Grg-5 may function to fine-tune the repression mediated by Groucho family members. In one possible model, Grg-5 would associate with long repressive Grg proteins and thereby decrease the amount of HDAC that is tethered to the template, reducing the level of repression. Alternatively, Grg-5 could bind directly to a subclass of transcription factors interacting with the first two domains of Groucho and prevent long Grg family members associating with such factors, abrogating repression entirely (Fig. (Fig.7).7). The precise activation status of a given transcription factor interacting with Groucho proteins in vivo would be partially determined by the mutual antagonism between long and short forms, the balance of which could be influenced by protein expression levels, subcellular distribution or post-translational modifications of Groucho proteins.
We find no specificity in the interactions between the different members of the Tcf and Groucho families. Every cell line tested expresses several TLE and Tcf family members. Furthermore, reporter assays reveal that any long Grg can repress any given Tcf, suggesting that all partners are capable of interacting in vivo. The abundance of Groucho molecules and the redundancy with which they interact with Tcf proteins probably highlights the requirement to silence target gene expression adequately, in order to prevent unrestrained cell growth and/or aberrant differentiation, hallmarks of cancer cells. It still remains a possibility that some specificity is achieved by other means not identified in this study. For example, TLE phosphorylation may influence their repressive activity, since Cdc2 and casein kinase II consensus sites are found in the Grg/TLE sequences and it has previously been shown that the TLE phosphorylation pattern changes during differentiation (54).

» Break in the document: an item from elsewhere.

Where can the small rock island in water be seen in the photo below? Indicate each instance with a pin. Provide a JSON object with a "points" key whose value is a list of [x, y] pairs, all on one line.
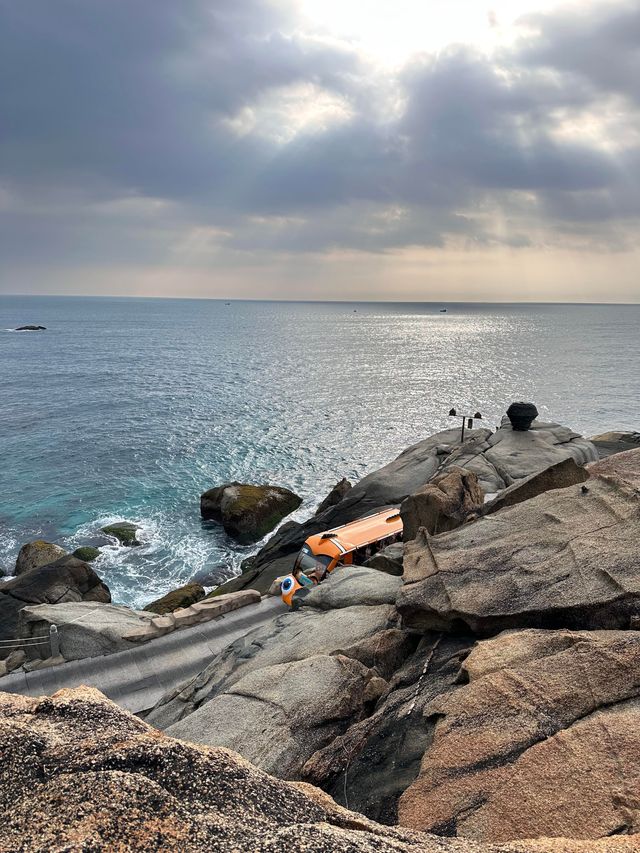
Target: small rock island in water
{"points": [[467, 689]]}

The mechanism of Groucho-mediated repression remained unclear until recently, when it was shown that Groucho functionally interacts with the histone deacetylase Rpd3 (53). Recruitment of Rpd3 to a target promoter would result in modification of local chromatin structure and, consequently, the formation of a more compact chromatin structure, associated with a repressed transcriptional state. This is likely the main mechanism through which Groucho-related proteins exert their function, although other data indicate that an additional mechanism of repression may exist. When different Grg constructs are tethered to a Gal4 DNA binding domain, domains capable of mediating repression are also found outside the GP domain (40) Moreover, when Groucho-mediated repression is assayed in the presence of the HDAC inhibitor trichostatin A, some residual repression activity remains (53). When the histone deacetylase RPD3 in Drosophila is mutated, only mild defects are observed (55). All these studies suggest that HDAC is an important, but not the sole, mediator of transcriptional repression. Further study of the mechanism of Groucho-mediated repression will address these subjects in the future.